Sin Hong lalu bersembunyi dan tiga orang tua itu membuka daun pintu mempergunakan alat rahasia yang terdapat di situ.
Setelah pertempuran selesai dan dia melihat betapa tiga orang gurunya tewas, barulah Sin Hong keluar dengan hati hancur. Tak mungkin dia menyembunyikan diri lagi seperti pesan guru-gurunya, walaupun dia keluar hanya untuk memberi hormat atas kepergian ketiga orang gurunya, bukan bermaksud melawan musuh.
Melihat munculnya seorang pemuda berpakaian putih yang berlutut dan mencium kaki tiga mayat kakek dan nenek penghuni Istana Gurun Pasir itu, Thian Kong Cin-jin dan Thian Kek Seng-jin yang sudah panik itu segera menggerakkan senjata untuk menyerangnya. Akan tewaslah Sin Hong kalau saja Sin-kiam Mo-li tidak menggerakkan pedangnya dan meloncat melindunginya, menangkis datangnya tongkat.
“Perlahan dulu, Totiang (Bapak Pendeta)!” kata wanita ini.
Ia merasa tertarik melihat pemuda berpakaian putih ini, yang nampaknya halus dan mempunyai daya tarik besar itu. Sejak tadi ia mengamati dan siap menyerang pula, akan tetapi melihat sikap pemuda itu, ia melarang dua orang temannya untuk turun tangan menyerangnya. Seorang pemuda yang usianya baru sekitar dua puluh tahun mempunyai wajah yang sederhana saja, tidak dapat disebut tampan sekali, akan tetapi juga tidak buruk sekali.
Bentuk wajahnya sederhana, seperti dapat ditemui pada pemuda-pemuda biasa, akan tetapi kulitnya bersih dan pandang mata yang lembut disertai mulut yang selalu membayangkan senyum ramah itu mempunyai daya tarik yang besar. Dan bagaimanapun juga, ditemukannya seorang pemuda di istana kuno ini, Istana Gurun Pasir milik Pendekar Naga Sakti, menunjukkan bahwa pemuda ini bukan pemuda biasa!

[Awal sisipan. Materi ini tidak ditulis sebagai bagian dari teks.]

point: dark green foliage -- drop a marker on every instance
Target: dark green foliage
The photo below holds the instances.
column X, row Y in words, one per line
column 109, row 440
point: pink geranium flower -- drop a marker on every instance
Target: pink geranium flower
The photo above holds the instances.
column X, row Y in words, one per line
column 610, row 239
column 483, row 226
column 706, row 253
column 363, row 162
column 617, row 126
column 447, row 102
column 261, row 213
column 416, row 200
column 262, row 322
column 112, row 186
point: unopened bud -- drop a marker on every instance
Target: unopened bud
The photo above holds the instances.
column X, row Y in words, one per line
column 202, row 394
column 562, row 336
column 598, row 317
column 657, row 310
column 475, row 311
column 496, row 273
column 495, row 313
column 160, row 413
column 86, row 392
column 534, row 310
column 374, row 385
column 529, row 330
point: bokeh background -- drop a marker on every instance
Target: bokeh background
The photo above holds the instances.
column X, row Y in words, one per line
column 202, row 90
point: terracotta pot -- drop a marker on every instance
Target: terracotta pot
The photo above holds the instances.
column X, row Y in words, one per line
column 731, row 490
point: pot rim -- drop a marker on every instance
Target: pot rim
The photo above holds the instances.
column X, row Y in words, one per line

Dua orang pendeta itu menahan tongkat mereka dan memandang kepada Sin-kiam Mo-li dengan alis berkerut dan heran. Mengapa iblis betina ini mencegah mereka membunuh pemuda itu? Mereka sudah mengenal watak cabul Sin-kiam Mo-li, akan tetapi menurut penglihatan mereka, tidak ada apa-apanya pada pemuda ini yang dapat menggerakkan hati wanita cabul yang mata keranjang.
Kalau saja pemuda ini memiliki wajah yang tampan sekali, atau tubuh yang berotot membayangkan kejantanan, mereka masih dapat mengerti. Akan tetapi pemuda ini biasa saja, di mana-mana dapat ditemukan pemuda macam ini?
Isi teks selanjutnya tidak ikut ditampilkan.